Anyways, before I forget, back to the whole life thing. Next semester I want to embark on a journey of epic proportions (I like the word "epic" tonight, apparently). Since I love life so much, I want to confront death head-on. I either want to volunteer at a hospice for AIDS victims or at a nursing home, just being with the people there. I don't know which I'd prefer...AIDS would be good for my resume to join the Peace Corps, but I would also really like to learn from the older generations. They have so much wisdom to give us young, impressionable ones and they deserve to have their voices heard. But I am also deathly afraid of elderly people ever since my grandma was in a nursing home for the last years of her life. Hmm. Dilemmas.
A closing image. My grandmother was a vegetable for the last few years of her life. She had horrible, horrible Alzheimer's, which caused her to lose everything - not just her memories, but also her ability to eat, speak, or walk. For years she could only scream and moan to communicate, and at times she seemed just like a child, unaware of the world around her and only present to her pain.
Visiting her was so hard and I was so young. Sometimes I could have sworn that I saw some recognition in her eyes, some vague remembrance that yes, I was her granddaughter and that she loved me dearly. But those moments were fleeting. I remember the smell of the home, not that it was a poorly managed one, but just the smell of age. I connect that smell to sadness now, and loss.
When she died...well, when she died, I didn't really feel a sense of loss. I felt relief. She wasn't dependent on people to do everything for her. She didn't need diapers or a feeding tube. She was free. But looking at her in her casket was, as they say, like seeing a shell of a person. It wasn't my grandmother in that grave, it was simply a body. But I could barely look at that body anyhow.

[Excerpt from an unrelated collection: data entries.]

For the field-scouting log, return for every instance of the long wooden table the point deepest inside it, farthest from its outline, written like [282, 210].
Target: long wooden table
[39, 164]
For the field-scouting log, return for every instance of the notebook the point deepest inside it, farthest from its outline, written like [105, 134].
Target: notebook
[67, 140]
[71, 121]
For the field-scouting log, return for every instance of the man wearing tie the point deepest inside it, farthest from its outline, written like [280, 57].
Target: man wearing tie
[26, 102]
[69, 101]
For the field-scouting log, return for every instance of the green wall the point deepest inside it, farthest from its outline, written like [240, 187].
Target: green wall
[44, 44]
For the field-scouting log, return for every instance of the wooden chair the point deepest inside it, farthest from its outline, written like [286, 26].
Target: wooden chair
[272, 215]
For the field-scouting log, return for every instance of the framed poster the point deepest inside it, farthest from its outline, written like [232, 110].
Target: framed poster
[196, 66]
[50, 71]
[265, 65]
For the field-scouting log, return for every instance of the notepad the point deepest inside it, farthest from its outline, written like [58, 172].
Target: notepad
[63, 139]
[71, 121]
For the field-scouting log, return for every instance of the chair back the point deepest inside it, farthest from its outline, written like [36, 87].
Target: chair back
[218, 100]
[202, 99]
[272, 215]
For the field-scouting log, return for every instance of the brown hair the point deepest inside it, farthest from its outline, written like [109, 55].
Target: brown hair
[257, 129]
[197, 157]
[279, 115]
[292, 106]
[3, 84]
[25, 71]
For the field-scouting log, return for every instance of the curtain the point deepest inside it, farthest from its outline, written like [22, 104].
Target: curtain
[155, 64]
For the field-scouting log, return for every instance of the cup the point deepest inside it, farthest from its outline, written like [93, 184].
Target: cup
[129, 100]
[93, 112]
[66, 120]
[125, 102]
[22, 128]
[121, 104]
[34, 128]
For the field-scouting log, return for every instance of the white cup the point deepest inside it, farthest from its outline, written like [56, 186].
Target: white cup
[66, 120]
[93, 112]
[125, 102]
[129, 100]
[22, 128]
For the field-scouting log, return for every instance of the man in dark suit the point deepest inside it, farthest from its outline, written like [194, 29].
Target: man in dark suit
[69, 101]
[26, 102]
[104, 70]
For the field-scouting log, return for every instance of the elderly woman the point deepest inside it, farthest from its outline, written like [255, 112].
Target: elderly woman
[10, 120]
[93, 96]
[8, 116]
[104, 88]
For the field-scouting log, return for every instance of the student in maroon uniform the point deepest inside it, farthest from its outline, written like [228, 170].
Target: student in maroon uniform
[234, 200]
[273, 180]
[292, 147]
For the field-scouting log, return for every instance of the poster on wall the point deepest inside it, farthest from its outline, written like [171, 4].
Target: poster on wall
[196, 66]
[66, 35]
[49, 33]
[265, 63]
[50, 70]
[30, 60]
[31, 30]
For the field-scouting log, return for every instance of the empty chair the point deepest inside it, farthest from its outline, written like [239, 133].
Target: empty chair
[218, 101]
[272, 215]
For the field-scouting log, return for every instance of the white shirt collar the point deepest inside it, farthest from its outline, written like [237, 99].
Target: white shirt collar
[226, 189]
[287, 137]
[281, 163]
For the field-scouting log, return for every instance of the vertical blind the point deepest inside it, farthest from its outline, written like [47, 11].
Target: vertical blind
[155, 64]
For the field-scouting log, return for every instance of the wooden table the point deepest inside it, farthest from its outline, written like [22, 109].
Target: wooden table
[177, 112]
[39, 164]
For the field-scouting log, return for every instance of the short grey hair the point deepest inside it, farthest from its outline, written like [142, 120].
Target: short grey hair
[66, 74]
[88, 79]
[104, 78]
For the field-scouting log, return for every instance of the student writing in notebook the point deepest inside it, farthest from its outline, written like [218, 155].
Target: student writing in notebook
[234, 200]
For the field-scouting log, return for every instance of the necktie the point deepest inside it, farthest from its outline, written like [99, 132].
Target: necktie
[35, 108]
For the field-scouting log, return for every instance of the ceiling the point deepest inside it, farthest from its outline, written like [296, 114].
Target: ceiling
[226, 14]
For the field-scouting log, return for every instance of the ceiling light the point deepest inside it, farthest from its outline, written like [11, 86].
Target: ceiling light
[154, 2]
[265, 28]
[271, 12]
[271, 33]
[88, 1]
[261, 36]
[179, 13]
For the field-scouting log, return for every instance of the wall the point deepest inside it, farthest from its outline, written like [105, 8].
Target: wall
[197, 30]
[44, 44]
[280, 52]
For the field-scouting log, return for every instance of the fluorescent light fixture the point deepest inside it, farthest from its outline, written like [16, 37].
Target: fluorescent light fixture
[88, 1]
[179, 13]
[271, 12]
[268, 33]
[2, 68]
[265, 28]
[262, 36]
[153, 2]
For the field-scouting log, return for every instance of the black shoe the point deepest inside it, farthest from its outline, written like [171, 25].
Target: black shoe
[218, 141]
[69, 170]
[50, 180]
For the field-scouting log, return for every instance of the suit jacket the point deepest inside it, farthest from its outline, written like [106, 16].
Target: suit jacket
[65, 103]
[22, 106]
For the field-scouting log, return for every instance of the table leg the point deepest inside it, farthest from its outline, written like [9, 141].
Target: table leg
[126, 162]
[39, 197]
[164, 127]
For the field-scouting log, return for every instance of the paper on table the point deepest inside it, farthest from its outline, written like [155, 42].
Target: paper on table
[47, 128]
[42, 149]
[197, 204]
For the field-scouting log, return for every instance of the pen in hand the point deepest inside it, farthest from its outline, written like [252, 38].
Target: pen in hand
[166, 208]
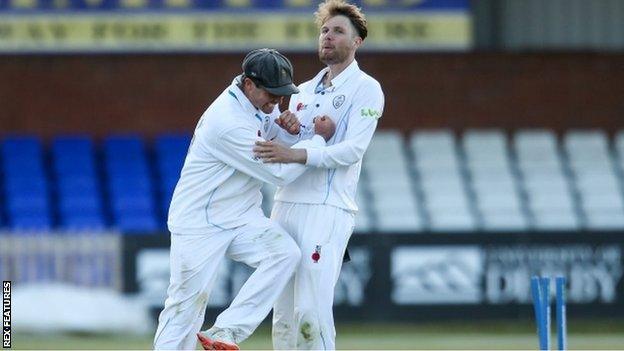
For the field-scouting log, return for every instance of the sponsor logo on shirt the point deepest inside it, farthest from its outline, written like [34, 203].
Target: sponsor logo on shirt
[316, 255]
[301, 106]
[370, 113]
[338, 101]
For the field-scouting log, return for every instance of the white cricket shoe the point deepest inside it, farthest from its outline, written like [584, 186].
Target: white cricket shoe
[217, 339]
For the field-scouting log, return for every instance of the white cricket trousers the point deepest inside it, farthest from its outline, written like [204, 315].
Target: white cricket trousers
[195, 261]
[302, 316]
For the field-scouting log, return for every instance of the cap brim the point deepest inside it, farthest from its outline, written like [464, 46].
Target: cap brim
[284, 90]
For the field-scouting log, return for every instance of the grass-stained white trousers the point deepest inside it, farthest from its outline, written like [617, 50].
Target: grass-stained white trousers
[302, 316]
[195, 261]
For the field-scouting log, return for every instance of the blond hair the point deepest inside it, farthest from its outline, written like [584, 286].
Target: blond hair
[331, 8]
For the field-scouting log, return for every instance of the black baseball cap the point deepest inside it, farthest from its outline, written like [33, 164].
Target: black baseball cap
[271, 70]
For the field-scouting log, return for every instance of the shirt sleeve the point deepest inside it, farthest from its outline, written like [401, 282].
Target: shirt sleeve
[360, 123]
[235, 148]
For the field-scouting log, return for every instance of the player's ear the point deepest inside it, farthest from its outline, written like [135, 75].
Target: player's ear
[357, 42]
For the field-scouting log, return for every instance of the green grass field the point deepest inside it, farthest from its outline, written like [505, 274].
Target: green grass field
[481, 335]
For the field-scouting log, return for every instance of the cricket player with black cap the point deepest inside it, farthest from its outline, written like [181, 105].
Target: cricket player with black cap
[215, 210]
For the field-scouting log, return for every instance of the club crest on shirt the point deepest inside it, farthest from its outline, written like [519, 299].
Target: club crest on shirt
[266, 123]
[316, 255]
[338, 101]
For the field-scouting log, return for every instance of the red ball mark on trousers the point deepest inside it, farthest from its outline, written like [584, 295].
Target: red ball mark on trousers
[316, 256]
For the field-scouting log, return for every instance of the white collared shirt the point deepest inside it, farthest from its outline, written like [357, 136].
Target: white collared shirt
[355, 102]
[219, 186]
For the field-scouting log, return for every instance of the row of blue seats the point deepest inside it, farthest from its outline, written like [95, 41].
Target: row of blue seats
[83, 185]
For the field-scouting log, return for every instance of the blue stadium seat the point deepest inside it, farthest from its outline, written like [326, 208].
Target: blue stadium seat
[170, 154]
[118, 185]
[80, 203]
[76, 185]
[73, 155]
[25, 184]
[27, 204]
[74, 204]
[129, 184]
[40, 222]
[26, 189]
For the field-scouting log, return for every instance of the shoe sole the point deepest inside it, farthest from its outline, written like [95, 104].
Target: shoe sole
[209, 344]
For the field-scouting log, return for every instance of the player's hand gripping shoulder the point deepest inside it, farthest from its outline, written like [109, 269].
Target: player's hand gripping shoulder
[270, 152]
[324, 126]
[289, 122]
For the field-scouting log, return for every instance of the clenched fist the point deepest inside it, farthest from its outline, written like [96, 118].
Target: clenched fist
[324, 126]
[289, 122]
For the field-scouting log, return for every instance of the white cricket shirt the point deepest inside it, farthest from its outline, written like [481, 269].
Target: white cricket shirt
[355, 102]
[219, 186]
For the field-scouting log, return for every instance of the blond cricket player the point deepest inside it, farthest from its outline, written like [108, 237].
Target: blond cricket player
[318, 208]
[215, 210]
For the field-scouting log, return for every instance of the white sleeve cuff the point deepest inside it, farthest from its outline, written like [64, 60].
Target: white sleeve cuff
[314, 153]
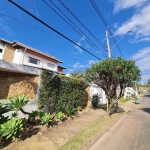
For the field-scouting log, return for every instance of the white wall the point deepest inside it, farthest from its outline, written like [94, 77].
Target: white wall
[94, 89]
[2, 46]
[43, 62]
[18, 56]
[129, 91]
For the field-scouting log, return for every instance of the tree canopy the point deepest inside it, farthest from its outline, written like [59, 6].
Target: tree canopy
[112, 73]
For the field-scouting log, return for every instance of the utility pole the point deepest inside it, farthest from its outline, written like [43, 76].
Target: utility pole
[108, 47]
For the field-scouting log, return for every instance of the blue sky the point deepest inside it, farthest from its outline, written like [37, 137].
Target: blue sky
[121, 16]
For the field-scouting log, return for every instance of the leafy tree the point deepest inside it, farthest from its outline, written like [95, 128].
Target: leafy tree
[112, 73]
[149, 81]
[77, 74]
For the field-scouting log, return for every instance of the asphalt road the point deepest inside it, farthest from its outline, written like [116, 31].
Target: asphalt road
[131, 132]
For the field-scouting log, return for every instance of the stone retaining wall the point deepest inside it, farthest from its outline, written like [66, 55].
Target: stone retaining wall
[13, 84]
[9, 53]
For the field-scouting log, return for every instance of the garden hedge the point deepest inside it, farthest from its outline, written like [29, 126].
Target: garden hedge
[60, 90]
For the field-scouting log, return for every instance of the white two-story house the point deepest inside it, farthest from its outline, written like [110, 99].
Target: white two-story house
[20, 68]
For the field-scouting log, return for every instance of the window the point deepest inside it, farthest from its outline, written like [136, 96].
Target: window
[34, 61]
[51, 65]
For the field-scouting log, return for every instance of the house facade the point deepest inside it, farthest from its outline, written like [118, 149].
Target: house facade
[20, 68]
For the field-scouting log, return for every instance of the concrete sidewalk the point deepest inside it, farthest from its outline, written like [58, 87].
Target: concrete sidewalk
[56, 136]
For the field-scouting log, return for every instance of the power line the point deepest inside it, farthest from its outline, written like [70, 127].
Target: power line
[82, 24]
[26, 24]
[56, 56]
[90, 42]
[105, 23]
[51, 28]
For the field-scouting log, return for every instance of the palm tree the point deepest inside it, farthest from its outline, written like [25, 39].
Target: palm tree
[149, 81]
[77, 74]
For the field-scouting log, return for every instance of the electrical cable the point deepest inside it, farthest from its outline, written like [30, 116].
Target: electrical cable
[90, 42]
[82, 24]
[105, 23]
[39, 20]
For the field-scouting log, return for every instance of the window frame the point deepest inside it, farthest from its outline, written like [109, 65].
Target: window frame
[51, 65]
[32, 59]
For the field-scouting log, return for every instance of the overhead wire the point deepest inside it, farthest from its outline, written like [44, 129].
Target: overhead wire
[89, 40]
[82, 24]
[39, 20]
[26, 24]
[106, 24]
[59, 56]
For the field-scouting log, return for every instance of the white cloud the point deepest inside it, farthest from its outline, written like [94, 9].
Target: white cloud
[141, 54]
[92, 62]
[140, 40]
[87, 46]
[67, 74]
[115, 25]
[142, 58]
[124, 4]
[145, 78]
[77, 47]
[83, 38]
[139, 24]
[78, 65]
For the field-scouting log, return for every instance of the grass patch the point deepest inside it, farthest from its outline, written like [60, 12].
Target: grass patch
[85, 135]
[122, 99]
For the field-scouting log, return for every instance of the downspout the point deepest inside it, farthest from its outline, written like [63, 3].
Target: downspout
[23, 55]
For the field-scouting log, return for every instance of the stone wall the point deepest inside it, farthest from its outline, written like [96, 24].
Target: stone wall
[13, 84]
[87, 97]
[8, 53]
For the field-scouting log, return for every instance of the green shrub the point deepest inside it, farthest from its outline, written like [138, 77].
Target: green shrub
[41, 113]
[17, 102]
[33, 115]
[11, 128]
[69, 110]
[79, 108]
[3, 109]
[60, 90]
[3, 119]
[61, 116]
[46, 119]
[94, 100]
[14, 114]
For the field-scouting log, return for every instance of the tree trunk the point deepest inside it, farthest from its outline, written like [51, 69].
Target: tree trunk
[110, 107]
[24, 112]
[116, 107]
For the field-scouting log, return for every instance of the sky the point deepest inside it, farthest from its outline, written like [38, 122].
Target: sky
[120, 15]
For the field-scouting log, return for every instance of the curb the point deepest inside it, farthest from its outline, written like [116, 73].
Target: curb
[102, 132]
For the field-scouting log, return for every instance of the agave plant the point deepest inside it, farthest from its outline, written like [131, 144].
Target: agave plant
[3, 109]
[14, 114]
[70, 110]
[3, 119]
[61, 108]
[41, 113]
[17, 103]
[33, 115]
[79, 108]
[60, 116]
[11, 128]
[46, 119]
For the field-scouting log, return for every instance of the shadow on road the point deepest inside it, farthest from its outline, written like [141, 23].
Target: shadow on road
[147, 95]
[146, 110]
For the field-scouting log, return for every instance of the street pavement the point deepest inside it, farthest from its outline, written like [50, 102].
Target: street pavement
[131, 132]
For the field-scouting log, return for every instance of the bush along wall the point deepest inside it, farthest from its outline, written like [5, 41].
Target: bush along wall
[59, 91]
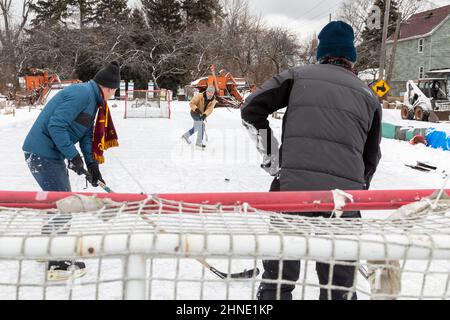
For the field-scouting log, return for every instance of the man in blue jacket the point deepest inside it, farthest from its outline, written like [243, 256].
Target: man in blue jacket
[68, 119]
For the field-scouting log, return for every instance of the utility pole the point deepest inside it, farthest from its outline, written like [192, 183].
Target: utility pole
[394, 49]
[383, 43]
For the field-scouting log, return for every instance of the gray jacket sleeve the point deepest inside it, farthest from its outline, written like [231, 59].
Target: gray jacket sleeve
[372, 152]
[272, 96]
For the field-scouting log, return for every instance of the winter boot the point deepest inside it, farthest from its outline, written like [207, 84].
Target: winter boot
[64, 270]
[200, 146]
[186, 139]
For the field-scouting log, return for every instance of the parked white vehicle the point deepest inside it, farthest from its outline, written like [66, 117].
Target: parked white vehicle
[426, 100]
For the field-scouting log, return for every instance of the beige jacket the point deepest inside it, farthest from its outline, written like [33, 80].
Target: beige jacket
[199, 102]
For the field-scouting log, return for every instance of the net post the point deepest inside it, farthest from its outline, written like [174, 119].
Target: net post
[136, 271]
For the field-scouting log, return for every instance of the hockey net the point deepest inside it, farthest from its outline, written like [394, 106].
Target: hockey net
[147, 104]
[154, 248]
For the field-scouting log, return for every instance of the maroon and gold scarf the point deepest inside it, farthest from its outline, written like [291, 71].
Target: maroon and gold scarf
[105, 135]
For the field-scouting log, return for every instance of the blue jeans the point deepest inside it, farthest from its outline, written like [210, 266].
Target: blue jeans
[51, 175]
[198, 127]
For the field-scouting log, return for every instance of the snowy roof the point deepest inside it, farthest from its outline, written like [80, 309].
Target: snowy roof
[368, 74]
[439, 71]
[423, 23]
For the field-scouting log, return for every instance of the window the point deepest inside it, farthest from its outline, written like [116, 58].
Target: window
[420, 46]
[421, 72]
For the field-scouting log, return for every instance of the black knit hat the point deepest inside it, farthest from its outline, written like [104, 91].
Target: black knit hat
[109, 76]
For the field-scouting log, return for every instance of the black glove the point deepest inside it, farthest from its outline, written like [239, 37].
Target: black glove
[94, 174]
[77, 165]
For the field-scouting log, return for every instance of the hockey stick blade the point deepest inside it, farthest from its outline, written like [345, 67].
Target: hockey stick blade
[246, 274]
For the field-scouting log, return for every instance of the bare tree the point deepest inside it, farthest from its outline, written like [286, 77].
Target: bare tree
[11, 32]
[355, 13]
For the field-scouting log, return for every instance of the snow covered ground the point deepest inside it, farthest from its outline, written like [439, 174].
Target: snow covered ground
[153, 159]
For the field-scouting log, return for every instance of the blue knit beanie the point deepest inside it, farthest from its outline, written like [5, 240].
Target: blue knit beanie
[337, 40]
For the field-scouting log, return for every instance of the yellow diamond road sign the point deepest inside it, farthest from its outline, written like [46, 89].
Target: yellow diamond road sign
[381, 88]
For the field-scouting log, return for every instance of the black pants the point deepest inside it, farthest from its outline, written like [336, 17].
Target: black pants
[342, 275]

A year or so later I found a picture of my grandmother somewhere, the place and time escape me. But she was younger, though not "young," smiling and standing on a deck next to a lake surrounded by evergreens. And though she had wrinkles, unsightly glasses, and short, curly, thinning, gray and white hair, she was beautiful. She was happy. She was alive, and not just in the biological sense. She was alive.
That is how I remember her, now.
I know I will die someday, but I hope that I will live in the way she did that day on the dock.
[Sorry for the excessive use of italics and links...today was just an italicized link kind of day.]
Oh crap, a post script! Here is something that affirms life. The trailer for Earth, the movie they're making from the Planet Earth series, which totally blew my socks off. I almost cried when I saw the trailer for the first time (maybe because I was PMS-ing hard core), but it's just beautiful. And then they just had to choose the most perfect Sigur Ros song to go with it.
Dude, I just cried when I made sure it was the full trailer...oh, life.